When Isaac Murdoch was a teenager he met an elder who taught him about migrating with the animals and how to live off the land. After this experience, Murdoch knew someday he would do the same for others.
Isaac Murdoch works on lino cuts for the Onaman Collective's land fund. (Christi Belcourt)

When Isaac Murdoch was a teenager he met an elder who taught him the old ways. He taught him about migrating with the animals and how to live off the land.

"Joe P. Cardinal from Saddlelake — he was an amazing man. He was a World War II veteran. He was a chief and he also lived a traditional life up on the trapline in the Caribou Mountains," said Murdoch.

After this experience, Murdoch knew someday he would follow in Cardinal's footsteps, sharing with youth while reclaiming who he is as an Indigenous person.

Isaac Murdoch helps make a birch bark canoe. (Onaman Collective)
Murdoch, artist Christi Belcourt and Erin Konsmo created the Onaman Collective. Its purpose, their website says, is to "find ways to converge land-based art creation with traditional knowledge, youth, elders and Anishnaabemowin and Cree languages."

Murdoch also runs cultural camps to bring youth and elders together to learn from one another.

"And through that action, I've seen lives change," he said. "I've seen young people just completely turn around.

"I've seen it so many times because they were reconnected and [the youth] were stewarded back onto that sacred path that their ancestors gave them. And it was through the elders that they were able to find that sacred path."

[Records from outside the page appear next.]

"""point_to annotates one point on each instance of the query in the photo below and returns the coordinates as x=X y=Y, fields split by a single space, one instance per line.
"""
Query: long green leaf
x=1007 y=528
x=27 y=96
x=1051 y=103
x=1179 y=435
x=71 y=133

It wasn't an easy path for Murdoch. First, he had to struggle against what he felt was expected of him.

"Society really wanted me to go to university. They wanted me to become successful in a different way."

He felt a constant pressure to get out of the forest and get into town, but his brain just didn't want to work in a classroom setting.

"That wasn't where my heart was. I wanted to learn about Ojibwa pictography and sacred sites, and I wanted to learn about thunderbirds and serpents. I wanted to learn about all these old stories and legends of the land. I couldn't find that in school. I had to find that out there," he said. 

Murdoch credits ceremonies like the vision quest with helping him find his path. He was in the Kootenay Plains, Alta., with elders and a group that had been put out for a fast.

"At that time they said within my lifetime we would see the depletion of the environment and we would see the struggles for water. Back at that time there was no such thing as bottled water."

They were drinking out of the streams and hunting on the land for moose. Murdoch said there was no garbage in the camps and he felt the draw of that lifestyle.

"I felt so nourished in those settings. As soon as I got a little bit older, I thought, I need to try to continue that, not only so I could feel good in those spaces, but we need to offer that to the youth the same way it was offered to me."

Murdoch said when he used to hear leaders talk about rights, he thought it wasn't about rights but rather responsibilities.

"When we have a responsibility-based agenda, it creates a different atmosphere. It allows the doors to be open for people to work together as opposed to a rights-based agenda, where everyone has a right to the piece of the pie and it causes friction."

Murdoch and the Onaman Collective are currently hosting the Great Lakes Gathering at Ojibway Park in Garden River First Nation, Ont. They are discussing how to care for the waters of the Great Lakes.